Let me be clear – this is failure, on a large scale. If you are actually “data driven”, you should be horrified by this development. Yet all around me I hear glib hustlers talking about how we’ve created a new sales and marketing model in the SaaS world. It’s time to wake up – the “best practices” on display at many young SaaS companies are not best practices at all. They don’t work well, are very expensive and in many cases hide real problems in strategy that need to be dealt with head-on. This is only possible via VC funded unreality, not in any business that is actually trying to build a profitable operation.
So, what is at the core of this problem? “Sales specialization” is the culprit. Fundamentally, what sales specialization does is allow you to be far too reductive about what good enterprise sales actually looks like. Incentives are created to generate numbers – but sales is not fundamentally a “numbers game”. You don’t manage a territory using conversion chains, you do so by building relationships. Via engagement. By being seen as a trusted advisor, an ally and someone who “gets it”.
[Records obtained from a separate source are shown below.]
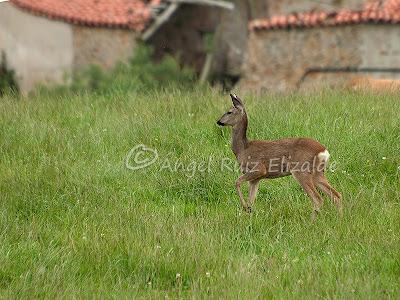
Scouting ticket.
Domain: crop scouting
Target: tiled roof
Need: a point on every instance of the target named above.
(373, 12)
(131, 14)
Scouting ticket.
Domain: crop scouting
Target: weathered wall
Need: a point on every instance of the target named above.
(37, 49)
(184, 34)
(232, 34)
(101, 46)
(280, 59)
(288, 6)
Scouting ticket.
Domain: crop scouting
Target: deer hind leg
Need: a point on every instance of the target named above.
(307, 183)
(254, 184)
(252, 177)
(322, 183)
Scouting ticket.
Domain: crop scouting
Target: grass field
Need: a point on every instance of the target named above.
(75, 222)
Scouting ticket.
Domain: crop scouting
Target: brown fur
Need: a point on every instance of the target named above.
(272, 159)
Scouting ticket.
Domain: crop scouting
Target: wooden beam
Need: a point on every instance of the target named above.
(217, 3)
(158, 21)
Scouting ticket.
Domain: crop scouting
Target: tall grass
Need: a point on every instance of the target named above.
(76, 223)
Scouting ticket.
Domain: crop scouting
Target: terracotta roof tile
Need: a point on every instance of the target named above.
(131, 14)
(387, 11)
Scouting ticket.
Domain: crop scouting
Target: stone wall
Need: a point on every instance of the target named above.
(184, 35)
(37, 49)
(281, 60)
(101, 46)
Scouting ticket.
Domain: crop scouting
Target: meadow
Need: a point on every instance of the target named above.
(76, 222)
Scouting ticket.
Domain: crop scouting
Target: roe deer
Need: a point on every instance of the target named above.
(304, 158)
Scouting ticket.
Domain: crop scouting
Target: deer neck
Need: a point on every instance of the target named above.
(239, 136)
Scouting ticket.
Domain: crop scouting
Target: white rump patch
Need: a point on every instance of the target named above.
(324, 156)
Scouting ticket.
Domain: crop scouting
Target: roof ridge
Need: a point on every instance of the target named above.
(377, 11)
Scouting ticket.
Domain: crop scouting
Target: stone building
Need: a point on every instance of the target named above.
(45, 41)
(233, 33)
(315, 48)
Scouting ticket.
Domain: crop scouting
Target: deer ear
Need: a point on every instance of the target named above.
(236, 101)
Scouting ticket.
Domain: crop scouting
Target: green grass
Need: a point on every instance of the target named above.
(76, 223)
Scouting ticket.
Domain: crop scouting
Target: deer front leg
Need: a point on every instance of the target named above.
(253, 177)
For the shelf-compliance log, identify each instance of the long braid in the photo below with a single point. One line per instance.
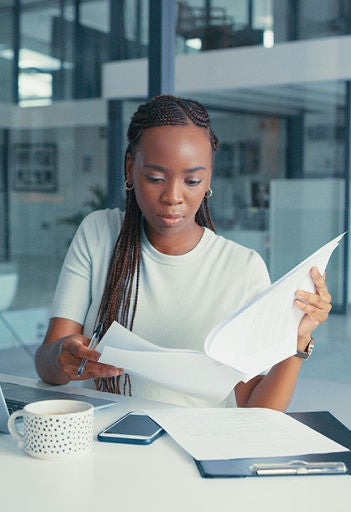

Don’t listen to me, go out and do your own research. What do customers/buyers have to say about dealing with your frenetic, amateurish “BDRs”? Let’s just take this very front edge of the funnel. Why on earth does it make sense to have the first contact with your company be the least skilled and knowledgeable person they could speak with?
Churn is often looked at as an isolated problem, and many times is attributed to product experiences. But in fact, it’s very likely that what’s happening is that many SaaS companies are pushing way too hard and reduce the threshold to a “sale” so low as to make it not really a sale at all.